The best vitamin tests are expensive, so to find an inexpensive broad test to look at a number of factors is pretty tough. Besides, those tests tend to only find severe deficiencies, and the question is whether you're trying to treat severe deficiency or optimize health. The "optimize health" situation is much trickier, but hopefully that's where most of us are operating. Most of us, at worst, have marginal deficiencies and they're hard to find with even the best tests. So that's why general nutritional supplements can be so useful.

MEMBER QUESTION:
I read where a taking garlic supplement is good for high blood pressure and lowering your cholesterol. Does it really work?

DORFMAN:
There were actually a number of studies that found garlic could be useful in part of a balanced program for controlling hypertension and lowering cholesterol. It's certainly safe enough.

MODERATOR:
Do you have any final words on choosing and using supplements for us, Kelly

DORFMAN:
I think that supplements can be used safely by most people without undue concern. You can make yourself toxic with nutritional supplements, but generally you have to work at it. The most important concern is the potential interaction with the more obscure supplements such as 5-HTP and medication.

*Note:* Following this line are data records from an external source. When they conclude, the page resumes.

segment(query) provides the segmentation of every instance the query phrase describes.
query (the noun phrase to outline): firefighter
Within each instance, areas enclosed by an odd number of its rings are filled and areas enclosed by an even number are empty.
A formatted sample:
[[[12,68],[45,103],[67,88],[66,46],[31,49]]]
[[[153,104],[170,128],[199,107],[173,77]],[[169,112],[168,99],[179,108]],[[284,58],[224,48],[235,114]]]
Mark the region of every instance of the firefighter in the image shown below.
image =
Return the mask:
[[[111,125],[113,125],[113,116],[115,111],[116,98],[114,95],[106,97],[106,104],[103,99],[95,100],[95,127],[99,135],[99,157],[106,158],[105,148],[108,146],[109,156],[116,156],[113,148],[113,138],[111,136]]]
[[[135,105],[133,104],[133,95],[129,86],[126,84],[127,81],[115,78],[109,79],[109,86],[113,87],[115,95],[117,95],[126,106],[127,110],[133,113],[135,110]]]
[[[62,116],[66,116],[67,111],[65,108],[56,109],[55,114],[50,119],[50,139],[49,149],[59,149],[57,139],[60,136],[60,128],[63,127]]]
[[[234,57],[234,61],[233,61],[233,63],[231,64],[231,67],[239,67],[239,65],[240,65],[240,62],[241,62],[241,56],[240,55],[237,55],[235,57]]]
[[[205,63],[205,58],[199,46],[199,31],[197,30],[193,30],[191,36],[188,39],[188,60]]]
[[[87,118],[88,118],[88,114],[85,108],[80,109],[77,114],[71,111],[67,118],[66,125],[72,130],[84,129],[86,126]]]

One other important piece of information: If you are taking fish oils to lower heart disease risk you need to stop them one week to 10 days before any surgery, because they tend to increase bleeding time, which is good for lowering heart attack risk, but bad when you're recovering from surgery. They can be resumed 10 days after surgery if it's OK with your doctor.

MODERATOR:
Thanks to Kelly Dorfman MS, LN, LD, for sharing her expertise with us.